Mario Moreno (or Cantinflas), an iconic comedic figure in Mexican and Latin American cinema, once said, “I love…, you love…, he/she loves…, we love…, you love…, they love…; were it not just a conjugation but a reality.”
We often think of the aforementioned as only a conjugation in today’s society. Many of us are clamoring to be heard by the other and crying out to express what we think, believe and feel. We think ourselves and those most similar to us to be unique in our hurt, struggle, pain, experiences, mistreatment, insecurities and having been wronged. We don’t necessarily take into account that those different from us, too, experience life’s various forms of difficulties and that those challenges are part of the experiences that shape cognitions and ideas–ideas that in many instances differ from our own.
We live in a world with differing ideas shaped by good and bad experiences, and this diversity of thought is to be understood, valued and respected rather than stifled, rejected or eliminated. This aspect of diversity enriches us all.
Benito Juarez, the 26th president of Mexico, said, “Between individuals, as between nations, respect for the rights of others is peace.” What might the world be like if each of us made an effort to be swift to listen, slow to speak, slow to anger and respect the rights of others to think what they think? The call is not to agree with others necessarily or to believe what others believe but simply to learn about or from the other, understand the other, value the other and respect the other.

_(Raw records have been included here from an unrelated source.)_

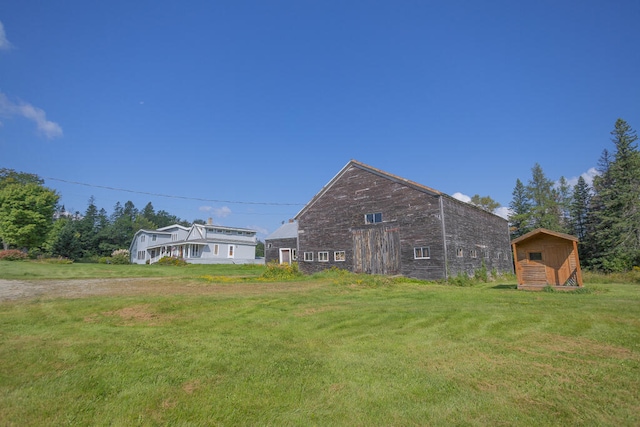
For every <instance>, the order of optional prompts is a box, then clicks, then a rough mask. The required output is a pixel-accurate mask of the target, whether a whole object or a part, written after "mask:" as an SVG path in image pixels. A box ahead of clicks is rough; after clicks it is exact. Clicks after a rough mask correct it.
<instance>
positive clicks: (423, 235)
mask: <svg viewBox="0 0 640 427" xmlns="http://www.w3.org/2000/svg"><path fill="white" fill-rule="evenodd" d="M421 188H422V187H421V186H419V185H418V184H415V183H411V182H409V181H406V180H402V179H400V178H396V177H393V176H392V177H391V178H390V177H388V176H386V175H385V174H384V173H378V171H377V170H375V169H374V170H372V169H370V168H368V167H366V165H364V166H360V165H359V164H351V163H350V164H348V165H347V167H345V168H344V169H343V171H341V173H339V174H338V175H337V176H336V178H334V180H333V181H332V182H330V183H329V184H328V185H327V187H325V188H324V189H323V190H322V191H321V193H319V194H318V195H317V196H316V197H315V198H314V199H312V201H311V202H310V203H309V204H308V205H307V207H305V208H304V209H303V210H302V211H301V212H300V213H299V214H298V216H297V217H296V219H297V221H298V261H299V265H300V269H301V271H303V272H305V273H314V272H317V271H320V270H323V269H326V268H328V267H337V268H343V269H347V270H350V271H354V272H359V271H362V272H371V273H374V272H380V273H383V274H402V275H404V276H408V277H416V278H420V279H425V280H438V279H443V278H446V277H447V276H448V273H447V263H448V261H449V262H451V260H452V259H453V268H454V270H453V271H454V274H456V273H457V272H458V271H464V272H468V273H472V272H473V269H474V268H478V267H480V266H481V265H482V258H481V257H480V250H478V258H477V259H473V260H470V259H466V258H465V261H462V260H457V259H455V258H456V256H455V255H456V253H455V251H456V246H459V245H462V243H463V242H464V247H465V248H467V247H475V246H474V245H486V246H487V247H490V248H492V249H493V250H494V251H495V250H496V245H499V249H498V250H499V251H501V252H502V253H503V254H506V255H503V256H504V257H505V258H504V259H503V260H500V261H499V262H498V260H496V261H495V262H494V261H493V260H491V261H492V262H491V264H489V265H487V268H488V269H491V268H496V270H497V271H499V272H501V273H503V272H509V273H513V264H512V262H511V258H510V253H511V247H510V242H509V234H508V228H507V222H506V221H505V220H504V219H502V218H500V217H497V216H496V215H493V214H490V213H488V212H485V211H482V210H481V209H478V208H476V207H473V206H471V205H468V204H466V203H464V202H460V201H458V200H455V199H453V198H450V197H448V196H443V195H442V194H441V193H439V192H437V191H435V190H433V191H429V189H428V188H427V187H424V188H426V190H424V191H423V190H422V189H421ZM441 199H442V202H441ZM369 213H382V220H383V222H382V223H381V224H365V215H366V214H369ZM443 214H444V215H445V216H444V217H447V216H448V215H450V216H451V218H448V219H447V221H446V223H447V224H448V225H447V227H448V228H447V229H446V235H447V239H448V240H451V241H452V243H451V244H449V243H447V244H445V232H444V230H443V224H444V223H445V221H444V220H443ZM458 222H459V223H458ZM416 247H426V248H429V253H430V257H429V258H428V259H415V257H414V249H415V248H416ZM445 248H446V250H447V251H448V253H447V252H445ZM335 251H344V252H345V255H346V259H345V261H336V260H335V259H334V252H335ZM305 252H311V253H313V261H312V262H305V261H304V253H305ZM318 252H329V260H328V261H327V262H318V258H317V257H318ZM447 258H449V260H447ZM464 262H466V263H467V264H464ZM450 266H451V264H450Z"/></svg>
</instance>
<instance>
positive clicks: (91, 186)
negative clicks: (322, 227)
mask: <svg viewBox="0 0 640 427" xmlns="http://www.w3.org/2000/svg"><path fill="white" fill-rule="evenodd" d="M43 178H44V179H49V180H51V181H58V182H64V183H66V184H75V185H84V186H85V187H92V188H102V189H105V190H111V191H124V192H126V193H134V194H144V195H147V196H157V197H167V198H169V199H183V200H197V201H199V202H214V203H229V204H238V205H266V206H304V203H276V202H244V201H237V200H236V201H234V200H217V199H203V198H200V197H186V196H173V195H170V194H160V193H149V192H146V191H136V190H128V189H126V188H116V187H108V186H105V185H95V184H87V183H84V182H77V181H68V180H66V179H60V178H50V177H43Z"/></svg>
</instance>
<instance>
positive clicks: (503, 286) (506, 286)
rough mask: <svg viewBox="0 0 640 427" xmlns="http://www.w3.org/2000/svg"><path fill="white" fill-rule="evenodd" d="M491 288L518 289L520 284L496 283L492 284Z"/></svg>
mask: <svg viewBox="0 0 640 427" xmlns="http://www.w3.org/2000/svg"><path fill="white" fill-rule="evenodd" d="M491 289H518V285H517V284H516V285H496V286H492V287H491Z"/></svg>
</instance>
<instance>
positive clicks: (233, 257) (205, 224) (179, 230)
mask: <svg viewBox="0 0 640 427" xmlns="http://www.w3.org/2000/svg"><path fill="white" fill-rule="evenodd" d="M257 242H258V241H257V238H256V231H254V230H249V229H246V228H236V227H224V226H221V225H213V224H193V225H192V226H190V227H184V226H182V225H179V224H174V225H170V226H168V227H162V228H159V229H157V230H139V231H138V232H137V233H136V234H135V235H134V236H133V241H132V242H131V245H130V246H129V253H130V254H131V263H132V264H146V263H149V264H153V263H155V262H157V261H158V260H159V259H160V258H162V257H166V256H168V257H175V258H181V259H184V260H185V261H187V262H188V263H191V264H253V263H257V262H263V260H256V244H257Z"/></svg>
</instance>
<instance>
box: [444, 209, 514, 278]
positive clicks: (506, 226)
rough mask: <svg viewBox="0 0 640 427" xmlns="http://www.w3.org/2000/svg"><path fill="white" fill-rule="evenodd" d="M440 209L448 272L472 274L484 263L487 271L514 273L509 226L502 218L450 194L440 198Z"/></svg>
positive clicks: (449, 273)
mask: <svg viewBox="0 0 640 427" xmlns="http://www.w3.org/2000/svg"><path fill="white" fill-rule="evenodd" d="M443 210H444V218H445V231H446V238H447V259H448V265H449V275H450V276H456V275H458V274H473V272H475V271H476V270H477V269H479V268H481V267H482V264H483V263H484V265H485V266H486V268H487V271H491V270H495V271H497V272H499V273H513V259H512V255H511V242H510V240H509V230H508V225H507V222H506V221H505V220H504V219H503V218H500V217H498V216H496V215H493V214H491V213H489V212H486V211H484V210H482V209H479V208H477V207H475V206H472V205H469V204H468V203H463V202H460V201H458V200H455V199H452V198H449V197H444V198H443ZM458 250H461V251H462V256H458ZM472 251H475V254H476V256H475V257H473V256H472V253H473V252H472Z"/></svg>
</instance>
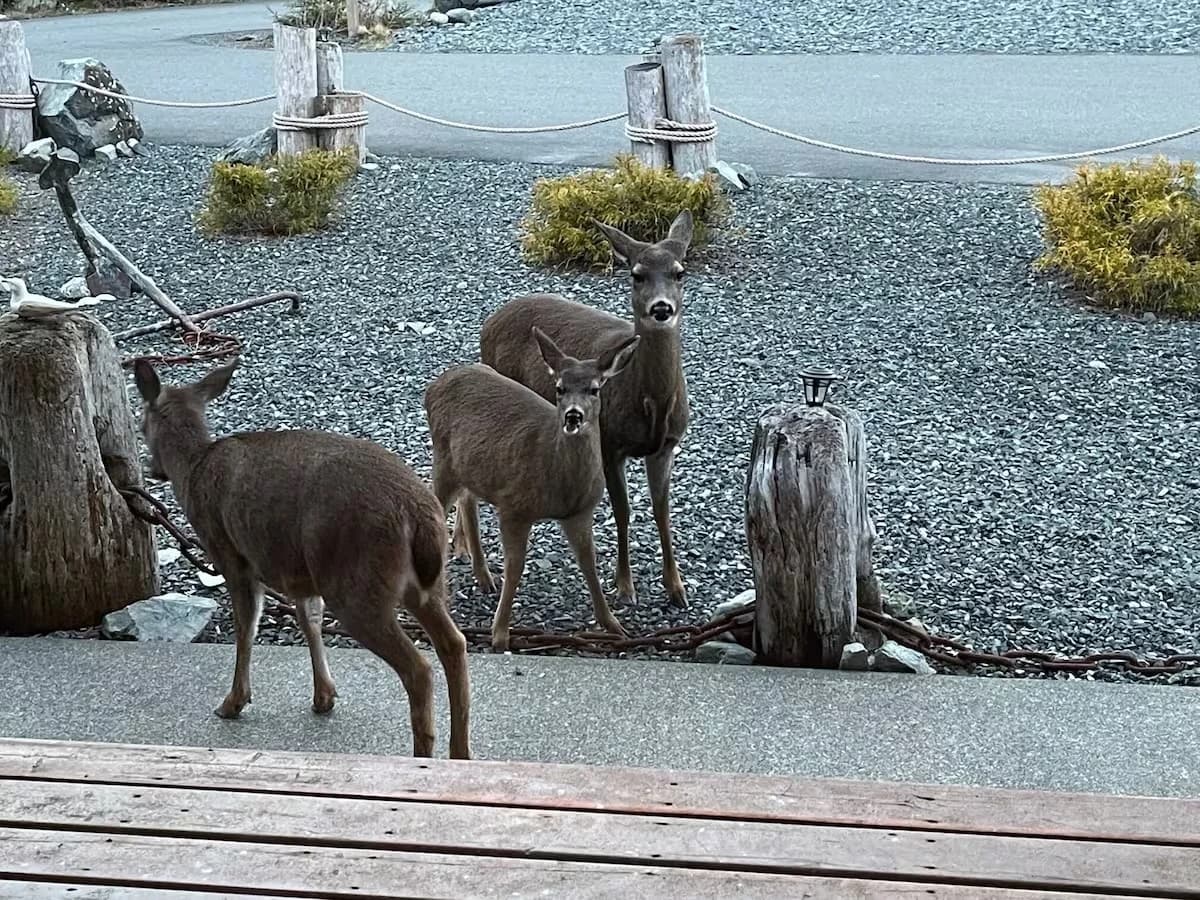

Let each of us make an effort to be swift to listen to the other’s ideas. Let each of us make an effort to be slow to speak and slow to anger when exposed to different ideas. Let each of us make an effort to console, understand and love the other as opposed to seeking to be consoled, understood or loved. If we do, we just might realize that we are not so different from one another. We might find ourselves working toward peace, and perhaps “to love” would become more than a conjugation.